How social insurance differs from the current National Insurance scheme in the UK is explained as follows:

"Under social insurance, health contributions are made to insurance funds, not Governments. Those funds are under an obligation to serve patients as their customers, meaning that patients are truly empowered."

Such a system would have an effect on the NHS:

"Social insurance is a mechanism to ensure that money follows the patient. If NHS hospitals can respond best to patients, offering the best services, then they will receive more resources. In countries such as France and Germany, the public sector operates at least half of all hospitals."

I am not sure about this one. Isn't this privatisation by the back door and the dismantling of the NHS? Why not use social insurance to fund the NHS alone and thus cut out government interference and political dogma?

I need to think about it. There is a lot more information at the website (see Links on the right of this column.

Tuesday, February 01, 2005

How many managers does it take to treat one patient?

According to a Kings Fund briefing in 2001, "The number of hospital beds has been declining ever since the establishment of the NHS. The total number of hospital beds in Great Britain fell from around 550,000 in 1959 to 450,000 in 1979, to 250,000 in 1999" (http://www.kingsfund.org.uk/pdf/ebhospbed-6.PDF). I have even seen a figure of 149,000 in a BBC report in 2000 (http://news.bbc.co.uk/1/hi/health/637055.stm). It may well be that changes in practice (e.g. shorter stay, day-case surgery, etc) means that the modern NHS needs fewer beds, but it is equally true that this cull in beds has been over zealous. Not surprisingly, an inquiry in 2000 concluded that 4,000 beds need to be introduced in the short term and a further 25,000 beds by 2020 just to maintain the status quo.

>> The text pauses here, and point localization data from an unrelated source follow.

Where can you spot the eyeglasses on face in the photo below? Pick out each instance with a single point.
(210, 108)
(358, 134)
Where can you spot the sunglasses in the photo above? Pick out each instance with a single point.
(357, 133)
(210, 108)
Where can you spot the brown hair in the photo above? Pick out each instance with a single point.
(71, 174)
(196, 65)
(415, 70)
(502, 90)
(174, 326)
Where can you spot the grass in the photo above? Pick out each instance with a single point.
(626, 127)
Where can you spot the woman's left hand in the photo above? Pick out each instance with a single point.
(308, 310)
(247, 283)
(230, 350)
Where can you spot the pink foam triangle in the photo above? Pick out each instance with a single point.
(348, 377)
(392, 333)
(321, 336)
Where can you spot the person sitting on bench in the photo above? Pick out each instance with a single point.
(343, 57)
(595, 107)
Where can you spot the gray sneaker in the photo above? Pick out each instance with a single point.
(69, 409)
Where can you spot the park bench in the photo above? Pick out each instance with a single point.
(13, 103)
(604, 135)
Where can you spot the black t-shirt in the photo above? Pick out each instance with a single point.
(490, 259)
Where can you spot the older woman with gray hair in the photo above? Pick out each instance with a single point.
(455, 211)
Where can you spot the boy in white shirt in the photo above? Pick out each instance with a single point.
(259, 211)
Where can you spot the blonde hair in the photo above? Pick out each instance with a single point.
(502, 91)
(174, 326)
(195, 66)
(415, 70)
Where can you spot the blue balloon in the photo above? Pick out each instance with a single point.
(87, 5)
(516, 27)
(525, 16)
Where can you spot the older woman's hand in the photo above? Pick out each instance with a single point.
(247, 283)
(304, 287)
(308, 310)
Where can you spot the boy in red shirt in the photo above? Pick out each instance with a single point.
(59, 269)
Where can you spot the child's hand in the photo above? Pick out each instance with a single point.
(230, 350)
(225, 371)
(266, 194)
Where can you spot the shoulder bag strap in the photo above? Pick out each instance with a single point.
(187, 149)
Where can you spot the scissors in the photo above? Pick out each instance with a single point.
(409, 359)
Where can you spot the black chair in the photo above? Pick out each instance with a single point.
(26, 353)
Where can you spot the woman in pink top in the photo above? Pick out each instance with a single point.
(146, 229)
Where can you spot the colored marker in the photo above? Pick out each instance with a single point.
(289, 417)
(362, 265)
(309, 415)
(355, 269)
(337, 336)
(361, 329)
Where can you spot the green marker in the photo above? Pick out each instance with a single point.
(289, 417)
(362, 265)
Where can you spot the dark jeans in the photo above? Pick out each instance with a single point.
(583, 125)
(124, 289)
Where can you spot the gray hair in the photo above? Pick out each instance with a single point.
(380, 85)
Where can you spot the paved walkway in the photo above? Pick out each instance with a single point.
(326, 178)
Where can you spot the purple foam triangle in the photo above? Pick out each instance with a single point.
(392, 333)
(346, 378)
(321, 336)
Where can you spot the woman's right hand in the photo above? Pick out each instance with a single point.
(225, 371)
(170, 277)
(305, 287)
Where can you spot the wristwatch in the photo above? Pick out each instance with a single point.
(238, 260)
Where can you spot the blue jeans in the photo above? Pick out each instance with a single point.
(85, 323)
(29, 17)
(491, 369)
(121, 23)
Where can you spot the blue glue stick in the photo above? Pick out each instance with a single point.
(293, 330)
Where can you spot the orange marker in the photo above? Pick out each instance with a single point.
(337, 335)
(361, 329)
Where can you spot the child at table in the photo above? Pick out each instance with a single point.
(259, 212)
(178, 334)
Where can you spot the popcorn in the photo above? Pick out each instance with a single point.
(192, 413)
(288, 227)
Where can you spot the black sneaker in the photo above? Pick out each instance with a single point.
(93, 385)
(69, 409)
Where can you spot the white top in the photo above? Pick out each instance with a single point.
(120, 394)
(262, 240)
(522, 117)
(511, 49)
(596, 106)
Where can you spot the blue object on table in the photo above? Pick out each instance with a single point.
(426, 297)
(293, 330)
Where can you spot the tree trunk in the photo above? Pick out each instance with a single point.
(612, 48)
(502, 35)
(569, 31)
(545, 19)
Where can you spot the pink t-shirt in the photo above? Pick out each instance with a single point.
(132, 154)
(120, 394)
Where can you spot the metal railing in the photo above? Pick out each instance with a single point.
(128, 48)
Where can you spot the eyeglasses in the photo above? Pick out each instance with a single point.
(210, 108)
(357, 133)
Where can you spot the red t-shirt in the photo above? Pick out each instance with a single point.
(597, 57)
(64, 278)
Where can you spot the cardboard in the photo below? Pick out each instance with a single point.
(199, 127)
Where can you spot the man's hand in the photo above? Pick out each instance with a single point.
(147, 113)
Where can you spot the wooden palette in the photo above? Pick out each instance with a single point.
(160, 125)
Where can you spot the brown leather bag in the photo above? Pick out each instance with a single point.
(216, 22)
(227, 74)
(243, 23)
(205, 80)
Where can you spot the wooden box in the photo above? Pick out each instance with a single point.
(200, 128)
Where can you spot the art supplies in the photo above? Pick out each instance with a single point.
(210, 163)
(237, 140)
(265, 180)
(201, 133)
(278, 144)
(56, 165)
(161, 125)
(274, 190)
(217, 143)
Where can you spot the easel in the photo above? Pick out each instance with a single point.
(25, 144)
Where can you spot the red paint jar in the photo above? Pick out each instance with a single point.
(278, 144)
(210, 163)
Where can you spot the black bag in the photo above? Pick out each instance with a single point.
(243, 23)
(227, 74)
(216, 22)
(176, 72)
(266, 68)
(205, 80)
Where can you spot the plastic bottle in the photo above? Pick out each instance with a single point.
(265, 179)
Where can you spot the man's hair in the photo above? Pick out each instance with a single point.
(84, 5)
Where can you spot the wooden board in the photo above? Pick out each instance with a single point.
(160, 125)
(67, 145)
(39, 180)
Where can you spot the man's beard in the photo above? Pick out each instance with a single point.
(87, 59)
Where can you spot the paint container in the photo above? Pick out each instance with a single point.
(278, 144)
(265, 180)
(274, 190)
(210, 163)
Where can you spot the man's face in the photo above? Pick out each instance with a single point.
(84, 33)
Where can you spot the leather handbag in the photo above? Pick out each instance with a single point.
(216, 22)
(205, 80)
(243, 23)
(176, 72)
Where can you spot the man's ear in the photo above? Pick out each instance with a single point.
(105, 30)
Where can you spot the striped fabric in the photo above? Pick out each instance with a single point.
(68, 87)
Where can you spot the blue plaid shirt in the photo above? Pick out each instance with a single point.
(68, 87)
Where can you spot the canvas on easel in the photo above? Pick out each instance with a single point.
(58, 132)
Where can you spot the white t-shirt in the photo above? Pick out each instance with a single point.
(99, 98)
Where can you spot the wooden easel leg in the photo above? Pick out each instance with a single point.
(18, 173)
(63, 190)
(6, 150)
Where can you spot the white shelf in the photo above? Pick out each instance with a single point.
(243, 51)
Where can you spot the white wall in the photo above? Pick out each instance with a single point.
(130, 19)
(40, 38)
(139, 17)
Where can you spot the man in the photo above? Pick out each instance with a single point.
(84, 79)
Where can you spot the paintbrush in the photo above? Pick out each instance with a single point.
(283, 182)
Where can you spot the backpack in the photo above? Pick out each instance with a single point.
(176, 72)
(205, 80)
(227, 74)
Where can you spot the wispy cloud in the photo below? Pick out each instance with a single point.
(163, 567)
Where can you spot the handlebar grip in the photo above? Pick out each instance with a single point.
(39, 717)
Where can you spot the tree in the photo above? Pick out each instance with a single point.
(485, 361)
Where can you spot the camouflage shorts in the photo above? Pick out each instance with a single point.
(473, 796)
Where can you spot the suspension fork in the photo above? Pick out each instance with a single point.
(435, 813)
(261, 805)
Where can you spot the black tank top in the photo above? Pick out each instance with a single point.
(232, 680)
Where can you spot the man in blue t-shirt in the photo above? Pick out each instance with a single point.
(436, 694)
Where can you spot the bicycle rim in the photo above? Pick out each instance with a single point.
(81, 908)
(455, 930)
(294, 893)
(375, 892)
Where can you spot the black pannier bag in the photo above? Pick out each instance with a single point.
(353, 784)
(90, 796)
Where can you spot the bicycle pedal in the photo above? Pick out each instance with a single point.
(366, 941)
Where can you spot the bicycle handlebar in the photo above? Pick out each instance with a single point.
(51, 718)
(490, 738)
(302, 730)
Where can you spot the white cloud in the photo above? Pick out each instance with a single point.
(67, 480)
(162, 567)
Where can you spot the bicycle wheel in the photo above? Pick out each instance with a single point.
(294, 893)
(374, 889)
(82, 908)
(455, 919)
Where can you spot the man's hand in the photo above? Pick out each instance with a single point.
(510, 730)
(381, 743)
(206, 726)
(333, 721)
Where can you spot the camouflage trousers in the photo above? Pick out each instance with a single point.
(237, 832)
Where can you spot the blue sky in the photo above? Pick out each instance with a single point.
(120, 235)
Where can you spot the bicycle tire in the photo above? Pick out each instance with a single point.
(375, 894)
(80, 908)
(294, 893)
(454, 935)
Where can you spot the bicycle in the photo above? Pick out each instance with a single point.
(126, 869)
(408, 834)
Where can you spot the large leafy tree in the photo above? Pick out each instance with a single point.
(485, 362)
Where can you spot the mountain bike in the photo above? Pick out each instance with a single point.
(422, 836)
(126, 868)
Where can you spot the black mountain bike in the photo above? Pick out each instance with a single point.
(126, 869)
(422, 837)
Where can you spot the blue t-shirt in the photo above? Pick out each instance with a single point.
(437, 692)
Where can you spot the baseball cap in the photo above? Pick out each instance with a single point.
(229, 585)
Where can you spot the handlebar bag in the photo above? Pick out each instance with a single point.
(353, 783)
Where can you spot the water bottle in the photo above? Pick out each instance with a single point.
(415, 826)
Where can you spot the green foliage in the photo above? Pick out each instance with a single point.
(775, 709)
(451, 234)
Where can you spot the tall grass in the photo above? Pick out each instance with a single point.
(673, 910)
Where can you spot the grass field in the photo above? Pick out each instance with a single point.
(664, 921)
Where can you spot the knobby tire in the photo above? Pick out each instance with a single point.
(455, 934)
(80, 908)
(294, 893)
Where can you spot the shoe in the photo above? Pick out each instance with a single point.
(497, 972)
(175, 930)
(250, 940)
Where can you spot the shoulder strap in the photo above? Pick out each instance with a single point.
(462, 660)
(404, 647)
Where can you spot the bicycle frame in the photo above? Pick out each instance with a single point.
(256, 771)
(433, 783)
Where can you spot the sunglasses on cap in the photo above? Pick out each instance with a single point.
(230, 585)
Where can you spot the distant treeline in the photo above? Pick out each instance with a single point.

What about hospital clinical activity? The Department of Health publishes Hospital Episode Statistics annually, and recent reports are available at their web site (http://www.dh.gov.uk/PublicationsAndStatistics/Statistics/HospitalEpisodeStatistics/fs/en). For instance, a comparison between the financial years 1998/99 (A) and 2003/04 (B) shows the following changes:

Finished Consultant Episodes (FCEs): A=11,983,893 B=13,174,480 (+9.9%)
Ordinary admissions: A=8,563,098 b=9,417,004 (+10.0%)
Day cases: A=3,420,795 B=3,757,476 (+9.8%)
Total admissions: A=11,016,652 B=11,699,163 (+6.2%)
Total discharges: A=11,060,510 B=11,757,022 (+6.3%)

So, we are treating more patients in fewer beds. Fine.

But there is more. Binley's is a health & care information specialist who has been delivering specialist health and care information solutions to the public and private sector for over a decade. They provide analysis about the NHS, including data about staffing. This makes interesting reading. If you look at staff trends between 1997 (A) and September 2003 (B), you will find the following*:

No. of hospital doctors and dentists: A=62,048 B=77,210 (+24.4%)
No. of hospital and community nurses: A=300,468 B=364,692 (+21.4%)
No. of general practitioners: A=29,389 B=32,593 (+10.9%)
No. of dentists (excluding hospitals dentists): A=18,296 B=20,984 (+14.7%)
No. of managers and senior managers: A=22,175 B=35,321 (+59.3%)

So, we are treating more patients in fewer beds with more clinical staff. Fine. I am sure that patient treatment and care has improved as a result. But do we really need a 60% increase in managerial staff when there has only been a 10% or so increase in hospital clinical activity? Do we really need one manager/senior manager for every 3.7 doctor or dentist. I don't think so. Wouldn't the millions spent on increased management costs have been better spent paying our nurses the salary they deserve? I think so.